Thread (54 messages) 54 messages, 6 authors, 2023-07-12

Re: [PATCH v9 23/42] Documentation/x86: Add CET shadow stack description

From: Mark Brown <broonie@kernel.org>
Date: 2023-06-13 17:57:25
Also in: linux-api, linux-arch, linux-mm, lkml

On Tue, Jun 13, 2023 at 05:11:35PM +0000, Edgecombe, Rick P wrote:
Two things that came up as far as unifying the interface were:
1. The map_shadow_stack syscall
x86 shadow stack does some optional pre-populating of the shadow stack
memory. And in additional not all types of memory are supported
(private anonymous only).
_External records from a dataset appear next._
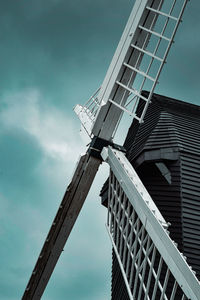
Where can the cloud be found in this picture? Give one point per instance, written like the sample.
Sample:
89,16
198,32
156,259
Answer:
54,130
47,140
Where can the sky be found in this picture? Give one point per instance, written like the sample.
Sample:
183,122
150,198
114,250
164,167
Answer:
53,55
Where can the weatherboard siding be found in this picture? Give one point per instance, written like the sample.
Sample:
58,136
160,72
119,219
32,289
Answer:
170,135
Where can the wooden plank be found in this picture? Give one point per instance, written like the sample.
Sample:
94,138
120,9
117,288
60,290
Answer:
62,225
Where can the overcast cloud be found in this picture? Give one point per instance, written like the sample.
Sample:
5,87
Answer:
54,54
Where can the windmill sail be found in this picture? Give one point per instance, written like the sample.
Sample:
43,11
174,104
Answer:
141,240
136,65
64,220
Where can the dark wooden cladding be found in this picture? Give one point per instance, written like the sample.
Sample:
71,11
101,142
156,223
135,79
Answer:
170,135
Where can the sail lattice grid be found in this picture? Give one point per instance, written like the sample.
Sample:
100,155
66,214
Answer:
137,63
151,265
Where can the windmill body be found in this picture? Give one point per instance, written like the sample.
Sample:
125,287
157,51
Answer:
136,66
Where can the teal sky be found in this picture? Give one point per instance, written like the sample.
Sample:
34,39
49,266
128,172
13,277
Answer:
54,54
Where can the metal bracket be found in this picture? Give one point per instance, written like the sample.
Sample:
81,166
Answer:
97,144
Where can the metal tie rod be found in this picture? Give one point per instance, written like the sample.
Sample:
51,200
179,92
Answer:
139,72
146,52
155,33
162,13
131,90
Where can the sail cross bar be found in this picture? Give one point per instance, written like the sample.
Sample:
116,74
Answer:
136,66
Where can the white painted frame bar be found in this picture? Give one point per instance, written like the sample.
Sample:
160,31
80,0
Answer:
153,221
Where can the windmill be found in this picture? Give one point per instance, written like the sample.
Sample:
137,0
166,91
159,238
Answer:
136,66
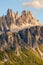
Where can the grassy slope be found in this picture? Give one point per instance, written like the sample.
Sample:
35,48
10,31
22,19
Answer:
27,57
41,47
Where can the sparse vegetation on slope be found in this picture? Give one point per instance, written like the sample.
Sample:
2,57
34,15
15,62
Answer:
27,57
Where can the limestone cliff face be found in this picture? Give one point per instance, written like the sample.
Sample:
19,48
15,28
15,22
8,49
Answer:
29,31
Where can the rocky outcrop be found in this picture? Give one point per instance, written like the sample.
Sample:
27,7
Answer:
29,31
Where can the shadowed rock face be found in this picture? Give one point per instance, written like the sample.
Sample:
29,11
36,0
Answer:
30,37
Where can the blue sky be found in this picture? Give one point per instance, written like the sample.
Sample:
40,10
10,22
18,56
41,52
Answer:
35,6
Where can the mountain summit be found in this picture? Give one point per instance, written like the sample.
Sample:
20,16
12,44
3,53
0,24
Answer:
21,37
This is partly to strengthen the security
(which might be a cross-arch thing) and also partly due to x86's
Write=0,Dirty=1 PTE bit combination. So a new syscall fit better. Some
core-mm folks were not super keen on overloading mmap() to start doing
things like writing to the memory being mapped, as well.
Right, the strengthening security bits made this one look cross arch -
that one wasn't worrying me.
2. The arch_prctl() interface
While enable and disable might be shared, there are some arch-specific
stuff for x86 like enabling the WRSS instruction.
For x86 all of the exercising of the kernel interface was in arch
specific code, so unifying the kernel interface didn't save much on the
user side. If there turns out to be some unification opportunities when
everything is explored and decided on, we could have the option of
tying x86's feature into it later.
I think the map_shadow_stack syscall had the most debate. But the
arch_prctl() was mostly agreed on IIRC. The debate was mostly with
glibc folks and the riscv shadow stack developer.
For arm64 we have an equivalentish thing to WRSS which lets us control
if userspace can explicitly push or pop values onto the shadow stack
(GCS for us) so it all maps on well - before I noticed that it was
arch_prctl() I was looking at it and thinking it worked for us.  At the
minute I've taken the prctl() patch from the riscv series and added in a
flag for writability since we just don't have an arch_prctl(), this
isn't a huge deal but it just seemed like needless effort to wonder why
it's different.
For my part, the thing I would really like to see unified as much as
possible is at the app developer's interface (glibc/gcc). The idea
would be to make it easy for app developers to know if their app
supports shadow stack. There will probably be some differences, but it
would be great if there was mostly the same behavior and a small list
of differences. I'm thinking about the behavior of longjmp(),
swapcontext(), etc.
Yes, very much so.  sigaltcontext() too.